L’Orchestre Philharmonique de Monte-Carlo, sous la baguette de son directeur artistique inaugurait dimanche le cycle « Haydn et ses héritiers ». Série de trois concerts autour des maîtres d’Esterhazy, de Vienne et de Bonn, trois symphonies de Haydn, trois concertos pour piano de Beethoven et diverses œuvres de Mozart pour célébrer l’année Haydn.

Passionné et expressif, Yakov Kreizberg a cherché à entraîner ses musiciens dans le sillon tracé par la ligne mélodique expressive, caractéristique commune des trois pièces. Encore que ce soit prendre des raccourcis que d’affirmer un tel rapprochement. Du reste, Yakov Kreizberg n’a pas traité de la même façon cette caractéristique classique.

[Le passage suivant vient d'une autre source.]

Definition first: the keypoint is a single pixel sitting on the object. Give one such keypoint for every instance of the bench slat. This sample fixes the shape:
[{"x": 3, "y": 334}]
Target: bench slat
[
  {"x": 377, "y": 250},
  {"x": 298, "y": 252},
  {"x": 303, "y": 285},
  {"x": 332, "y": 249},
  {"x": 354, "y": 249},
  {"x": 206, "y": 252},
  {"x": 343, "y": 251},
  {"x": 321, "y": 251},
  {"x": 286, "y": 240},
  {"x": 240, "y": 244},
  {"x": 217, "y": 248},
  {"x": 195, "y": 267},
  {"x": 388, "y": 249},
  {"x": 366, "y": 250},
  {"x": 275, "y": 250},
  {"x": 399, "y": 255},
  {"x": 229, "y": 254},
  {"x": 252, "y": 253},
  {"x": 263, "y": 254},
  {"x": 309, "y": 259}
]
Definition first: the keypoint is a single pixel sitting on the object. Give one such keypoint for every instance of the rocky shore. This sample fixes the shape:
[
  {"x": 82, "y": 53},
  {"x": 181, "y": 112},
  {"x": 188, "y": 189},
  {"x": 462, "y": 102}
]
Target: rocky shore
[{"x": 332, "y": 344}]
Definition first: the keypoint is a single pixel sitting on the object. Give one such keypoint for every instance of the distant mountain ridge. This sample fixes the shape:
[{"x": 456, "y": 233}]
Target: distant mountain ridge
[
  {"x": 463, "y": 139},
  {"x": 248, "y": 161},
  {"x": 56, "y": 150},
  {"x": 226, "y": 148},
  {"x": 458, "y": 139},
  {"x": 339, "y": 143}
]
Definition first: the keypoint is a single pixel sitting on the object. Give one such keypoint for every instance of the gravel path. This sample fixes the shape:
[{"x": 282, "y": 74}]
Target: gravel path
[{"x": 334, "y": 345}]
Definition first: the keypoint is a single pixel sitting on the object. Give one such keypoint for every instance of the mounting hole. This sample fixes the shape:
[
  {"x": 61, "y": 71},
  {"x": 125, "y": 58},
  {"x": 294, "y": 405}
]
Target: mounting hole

La symphonie dite « funèbre » de Haydn ouvrit cette matinée avec beaucoup d’équilibre. Les cors avec une grande homogénéité s’intégraient parfaitement et délicatement aux cordes, malgré une indépendance prononcée sur la reprise. Globalement, l’orchestre sut marquer les accents de façon ferme et précise, sans toutefois abîmer la ligne mélodique. Cependant, les violons laissèrent souvent retomber les fins de phrase, comme un choriste qui ne soutient pas le son. Les contrebasses souffrirent du même travers dans le deuxième mouvement, qui pâtit également d’un certain empâtement sur les contretemps des cordes. De la même manière dans le troisième mouvement, la seconde partie du thème en rythme pointé n’était pas assez rebondie, malgré les gestes expressifs du chef qui tentait d’imprimer cette marque à l’orchestre. Il faut en revanche noter la grande finesse des seconds violons et le beau lyrisme déployé par les cordes pour donner vie à la mélodie. L’introduction du quatrième mouvement permit aux violons et aux violoncelles d’exprimer leur connivence dans un bel ensemble et de belles suites d’enchaînement repris par tous les pupitres sans aucune rupture. Pour souligner la richesse mélodique et la toujours extraordinaire profondeur harmonique de Haydn, le chef semble avoir mis l’accent sur la complémentarité instrumentale, ce qui dans l’œuvre de Haydn constitue, de fait à ce moment, un apport aussi riche que nouveau.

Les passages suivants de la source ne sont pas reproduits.